Thanks ladies I will just wait it out. Hopefully, and maybe, it’s just her stress from trying to wake herself up to go potty? Just a thought writen out.
I have always been a sleep walker and talker; sometimes yelling myself awake! Only occasionally has the yelling been related to a nightmare.
I used to freak my mom out because I’d show up beside her bed in the middle of the night-she’d just gently gude me back.
I’ve even gone and poured drinks in my sleep and eaten in my sleep.
My husband tells me about things I say in the night. He can’t always tell whether I’m talking to him or talking in my sleep.
My son does it occasionally, too. He’ll talk, too and then turn around and go back to bed. He’s been caught trying to go to the bathroom in non-bathroom places due to this!
I find that I talk mostly when I have unresovled issues that I didn’t or wouldn’t address due to being polite, during the day. So at night I can be verbally quite mean!
I walk during times of stress.
I had a great-aunt who ended up outside one night; so they had to lock the door in a special way so she wouldn’t leave the house anymore.
If my child was doing that, that’s the only time I’d be concerned.
I have two siblings that talk/yell in their sleep. Both are in their 30s now and they haven’t outgrown it. The worst it got was my brother trying to kick his bedroom door down because he thought it was a dog attacking him. Someone would just calmly and quietly tell them they were dreaming and needed to go back to sleep. They’d either talk to us for a while (with NO recollection later of what they said) or just fall back asleep. We did too.
Both have different degrees of sleep apnea so perhaps that might be something to look into. Otherwise she’ll either outgrow it or not, and everyone will figure out how to deal with it and move on with life.
I was a sleep talker as a child. It was really bad whenever my family would travel, stay in hotels, or go on vacations. I have no idea why…maybe that’s just when my parents heard me the most since we would frequently share rooms. If your dd isn’t upset, screaming out in terror, having nightmares accompanying the yelling, etc., then I wouldn’t worry about it. In 10 years of marriage, my husband has only heard me talking in my sleep once or twice, so I guess I grew out of it. I’m sure your dd will also!
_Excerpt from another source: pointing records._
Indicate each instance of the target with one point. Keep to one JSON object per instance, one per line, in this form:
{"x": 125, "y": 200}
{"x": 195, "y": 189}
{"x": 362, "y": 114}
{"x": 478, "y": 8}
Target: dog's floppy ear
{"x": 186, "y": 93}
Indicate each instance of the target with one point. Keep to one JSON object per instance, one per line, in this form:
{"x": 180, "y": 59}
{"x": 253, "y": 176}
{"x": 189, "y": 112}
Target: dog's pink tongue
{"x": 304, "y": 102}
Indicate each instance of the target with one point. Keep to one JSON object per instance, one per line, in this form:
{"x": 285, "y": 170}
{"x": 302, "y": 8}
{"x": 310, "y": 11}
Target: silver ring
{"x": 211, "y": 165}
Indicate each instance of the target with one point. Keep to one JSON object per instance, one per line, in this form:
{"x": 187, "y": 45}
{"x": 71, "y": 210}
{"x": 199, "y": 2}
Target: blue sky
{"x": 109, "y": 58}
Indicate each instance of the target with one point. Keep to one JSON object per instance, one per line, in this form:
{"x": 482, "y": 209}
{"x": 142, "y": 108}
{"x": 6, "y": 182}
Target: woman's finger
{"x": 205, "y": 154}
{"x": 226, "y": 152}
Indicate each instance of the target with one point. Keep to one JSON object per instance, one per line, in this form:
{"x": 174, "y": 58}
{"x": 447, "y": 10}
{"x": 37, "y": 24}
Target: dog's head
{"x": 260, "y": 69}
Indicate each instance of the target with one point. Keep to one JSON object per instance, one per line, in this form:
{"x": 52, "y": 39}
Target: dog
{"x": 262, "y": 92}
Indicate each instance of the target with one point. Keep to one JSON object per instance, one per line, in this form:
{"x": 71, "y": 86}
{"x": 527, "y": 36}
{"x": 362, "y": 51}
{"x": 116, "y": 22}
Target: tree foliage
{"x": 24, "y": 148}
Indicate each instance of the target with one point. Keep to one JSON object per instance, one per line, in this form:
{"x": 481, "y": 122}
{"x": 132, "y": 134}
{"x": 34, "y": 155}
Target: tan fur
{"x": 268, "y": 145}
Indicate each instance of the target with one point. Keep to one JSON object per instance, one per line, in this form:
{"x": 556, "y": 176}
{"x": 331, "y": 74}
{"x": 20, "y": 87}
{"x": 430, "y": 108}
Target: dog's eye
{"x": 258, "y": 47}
I had a friend once who would answer questions in her sleep. You could ask her anything, and she’d give an honest answer! Her mom suspected she had been out drinking one night, despite my friend assuring her that she hadn’t. After my friend had fallen asleep, her mom took advantage of her nighttime honesty and asked her. Sure enough, she couldn’t lie in her sleep and answered that, yes, she had been out drinking. She was in big trouble the next day!
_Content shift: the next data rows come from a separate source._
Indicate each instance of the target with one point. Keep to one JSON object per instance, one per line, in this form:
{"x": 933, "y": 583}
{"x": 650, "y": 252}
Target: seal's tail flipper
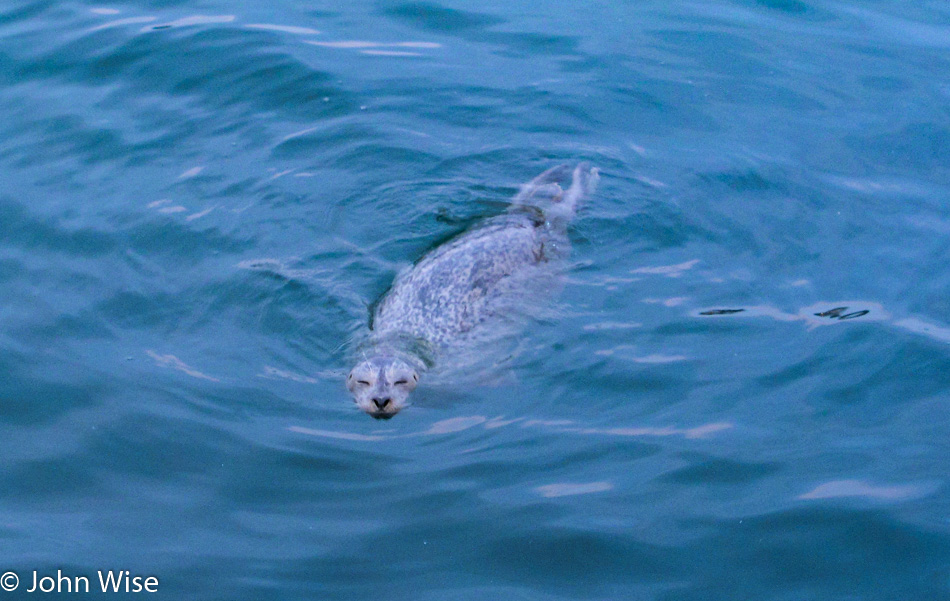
{"x": 583, "y": 183}
{"x": 545, "y": 187}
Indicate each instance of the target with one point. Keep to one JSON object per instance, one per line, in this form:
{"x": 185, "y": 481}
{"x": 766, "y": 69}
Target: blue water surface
{"x": 740, "y": 393}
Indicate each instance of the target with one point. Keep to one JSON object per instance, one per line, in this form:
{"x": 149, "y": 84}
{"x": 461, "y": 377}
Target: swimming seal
{"x": 457, "y": 288}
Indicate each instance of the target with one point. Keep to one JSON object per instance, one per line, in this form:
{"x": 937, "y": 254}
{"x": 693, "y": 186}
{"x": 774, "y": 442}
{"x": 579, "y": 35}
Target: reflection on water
{"x": 567, "y": 489}
{"x": 857, "y": 488}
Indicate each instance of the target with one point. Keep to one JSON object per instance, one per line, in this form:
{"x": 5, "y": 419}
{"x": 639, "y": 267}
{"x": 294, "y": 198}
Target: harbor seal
{"x": 454, "y": 291}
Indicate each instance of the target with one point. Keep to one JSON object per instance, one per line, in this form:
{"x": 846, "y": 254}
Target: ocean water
{"x": 741, "y": 391}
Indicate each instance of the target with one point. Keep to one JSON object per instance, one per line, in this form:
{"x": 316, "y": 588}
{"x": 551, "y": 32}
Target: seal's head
{"x": 381, "y": 385}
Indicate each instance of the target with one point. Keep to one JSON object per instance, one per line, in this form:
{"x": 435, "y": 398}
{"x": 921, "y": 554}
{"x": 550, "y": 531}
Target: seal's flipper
{"x": 544, "y": 187}
{"x": 583, "y": 183}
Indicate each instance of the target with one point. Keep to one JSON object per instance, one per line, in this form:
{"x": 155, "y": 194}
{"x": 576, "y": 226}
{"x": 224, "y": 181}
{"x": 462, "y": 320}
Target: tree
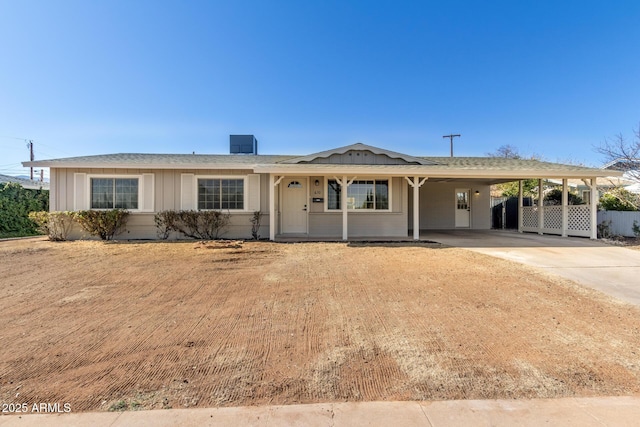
{"x": 624, "y": 155}
{"x": 506, "y": 151}
{"x": 554, "y": 198}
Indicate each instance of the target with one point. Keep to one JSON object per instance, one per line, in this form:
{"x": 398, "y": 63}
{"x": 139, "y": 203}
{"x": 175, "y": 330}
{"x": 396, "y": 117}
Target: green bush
{"x": 554, "y": 198}
{"x": 194, "y": 224}
{"x": 15, "y": 204}
{"x": 56, "y": 225}
{"x": 619, "y": 200}
{"x": 104, "y": 224}
{"x": 255, "y": 220}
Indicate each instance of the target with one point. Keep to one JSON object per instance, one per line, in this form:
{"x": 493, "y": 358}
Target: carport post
{"x": 343, "y": 204}
{"x": 540, "y": 207}
{"x": 520, "y": 205}
{"x": 594, "y": 208}
{"x": 565, "y": 207}
{"x": 272, "y": 208}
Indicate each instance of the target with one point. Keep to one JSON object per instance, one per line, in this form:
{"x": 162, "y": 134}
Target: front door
{"x": 294, "y": 205}
{"x": 463, "y": 208}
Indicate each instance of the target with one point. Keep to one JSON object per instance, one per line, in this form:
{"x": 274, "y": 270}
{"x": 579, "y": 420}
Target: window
{"x": 362, "y": 194}
{"x": 114, "y": 193}
{"x": 220, "y": 193}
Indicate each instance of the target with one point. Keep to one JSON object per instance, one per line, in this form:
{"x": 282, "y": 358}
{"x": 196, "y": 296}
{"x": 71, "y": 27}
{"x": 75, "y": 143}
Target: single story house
{"x": 356, "y": 191}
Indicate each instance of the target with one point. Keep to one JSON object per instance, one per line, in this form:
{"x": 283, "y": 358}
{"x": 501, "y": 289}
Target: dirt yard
{"x": 158, "y": 325}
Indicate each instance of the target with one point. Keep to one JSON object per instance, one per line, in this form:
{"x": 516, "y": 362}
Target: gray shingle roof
{"x": 26, "y": 183}
{"x": 270, "y": 163}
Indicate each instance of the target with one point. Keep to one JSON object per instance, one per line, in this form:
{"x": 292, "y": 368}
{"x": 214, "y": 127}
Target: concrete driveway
{"x": 611, "y": 269}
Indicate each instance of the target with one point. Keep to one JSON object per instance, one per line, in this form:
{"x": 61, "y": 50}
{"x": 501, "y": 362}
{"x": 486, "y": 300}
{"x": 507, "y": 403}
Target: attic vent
{"x": 243, "y": 144}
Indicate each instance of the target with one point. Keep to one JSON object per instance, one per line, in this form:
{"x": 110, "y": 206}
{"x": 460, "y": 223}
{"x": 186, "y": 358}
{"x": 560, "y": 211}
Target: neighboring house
{"x": 25, "y": 183}
{"x": 631, "y": 173}
{"x": 357, "y": 191}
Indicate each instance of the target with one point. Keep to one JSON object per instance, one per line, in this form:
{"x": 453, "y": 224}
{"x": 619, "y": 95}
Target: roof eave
{"x": 429, "y": 171}
{"x": 110, "y": 165}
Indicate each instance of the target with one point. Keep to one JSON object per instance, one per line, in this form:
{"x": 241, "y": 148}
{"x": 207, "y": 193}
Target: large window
{"x": 362, "y": 194}
{"x": 220, "y": 193}
{"x": 114, "y": 193}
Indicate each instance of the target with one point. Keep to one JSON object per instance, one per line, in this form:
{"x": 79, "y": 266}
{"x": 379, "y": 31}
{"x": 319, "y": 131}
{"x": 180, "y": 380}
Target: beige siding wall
{"x": 360, "y": 224}
{"x": 166, "y": 196}
{"x": 437, "y": 205}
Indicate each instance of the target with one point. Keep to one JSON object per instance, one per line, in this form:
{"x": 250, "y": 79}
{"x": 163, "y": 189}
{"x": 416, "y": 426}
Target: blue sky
{"x": 553, "y": 78}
I talk in my sleep occasionally… My brother would talk in his sleep, and occasionally yell. (Once when he was in his 20’s, he yelled out FIFTY YEARS ?!? in his sleep (I wonder if he was dreaming he was being sent to jail…). When he was very young, he was a sleep walker, and once went outside in the middle of night, and was locked out (in Canada in Winter!) – the cold woke him up right away and he must have pounded on the door or rang the doorbell or something (although I think he was very very young…) – so my parents put a lock up high on the door (to outside) for safety.
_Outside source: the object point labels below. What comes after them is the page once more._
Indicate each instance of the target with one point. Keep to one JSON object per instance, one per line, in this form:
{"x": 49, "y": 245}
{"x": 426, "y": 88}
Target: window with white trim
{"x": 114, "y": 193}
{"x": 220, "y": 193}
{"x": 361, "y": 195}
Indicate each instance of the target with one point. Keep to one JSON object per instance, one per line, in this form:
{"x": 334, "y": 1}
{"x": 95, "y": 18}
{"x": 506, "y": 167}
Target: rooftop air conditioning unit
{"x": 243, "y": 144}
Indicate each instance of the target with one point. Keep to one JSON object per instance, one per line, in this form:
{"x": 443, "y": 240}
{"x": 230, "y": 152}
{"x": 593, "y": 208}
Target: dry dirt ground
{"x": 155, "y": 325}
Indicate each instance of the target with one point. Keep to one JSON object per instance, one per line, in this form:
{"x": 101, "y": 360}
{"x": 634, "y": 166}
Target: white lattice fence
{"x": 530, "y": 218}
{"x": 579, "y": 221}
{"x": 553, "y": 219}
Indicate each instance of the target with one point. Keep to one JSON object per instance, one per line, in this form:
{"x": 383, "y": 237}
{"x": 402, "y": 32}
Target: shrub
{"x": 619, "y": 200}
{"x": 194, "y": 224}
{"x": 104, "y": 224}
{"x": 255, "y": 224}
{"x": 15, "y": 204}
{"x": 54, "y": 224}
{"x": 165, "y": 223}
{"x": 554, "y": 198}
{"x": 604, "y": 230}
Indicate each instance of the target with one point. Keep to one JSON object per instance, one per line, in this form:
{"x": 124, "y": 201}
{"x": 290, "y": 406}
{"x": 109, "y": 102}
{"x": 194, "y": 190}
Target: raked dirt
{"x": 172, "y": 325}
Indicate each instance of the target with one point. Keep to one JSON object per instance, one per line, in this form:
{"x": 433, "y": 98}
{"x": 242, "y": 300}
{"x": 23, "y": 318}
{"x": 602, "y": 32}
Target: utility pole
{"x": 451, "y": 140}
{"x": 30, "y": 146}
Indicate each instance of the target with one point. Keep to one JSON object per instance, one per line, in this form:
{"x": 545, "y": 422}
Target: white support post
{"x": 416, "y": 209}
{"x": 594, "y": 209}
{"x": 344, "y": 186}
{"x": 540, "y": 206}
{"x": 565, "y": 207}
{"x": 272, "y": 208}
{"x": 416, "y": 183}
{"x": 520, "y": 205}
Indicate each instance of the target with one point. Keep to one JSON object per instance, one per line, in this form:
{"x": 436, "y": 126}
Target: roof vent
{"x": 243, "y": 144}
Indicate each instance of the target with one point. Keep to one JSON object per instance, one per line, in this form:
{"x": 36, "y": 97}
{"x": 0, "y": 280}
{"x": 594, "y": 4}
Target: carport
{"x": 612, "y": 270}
She could be having a night terror. My dd has has them since she was 2, and she is now 9 and still has them occasionally. She talks (and sometimes cries) and says really crazy things. She sits up and moves around (rarely gets out of bed). It seems like she is awake, but she is completely asleep (she never remembers the next day). They last from 5 to 15 minutes usually, and they always occur within a certain timeframe after she has gone to sleep (I think it is in the 1st 2 hours). If it is a night terror, you can’t wake a person up from it (it took us months to realize she wasn’t awake). If you recognize that they happen at a certain time each night, you can lightly wake the person up a few minutes before and break the cycle. They used to happen for dd very frequently, and now it is only when she is extremely tired or has been sick.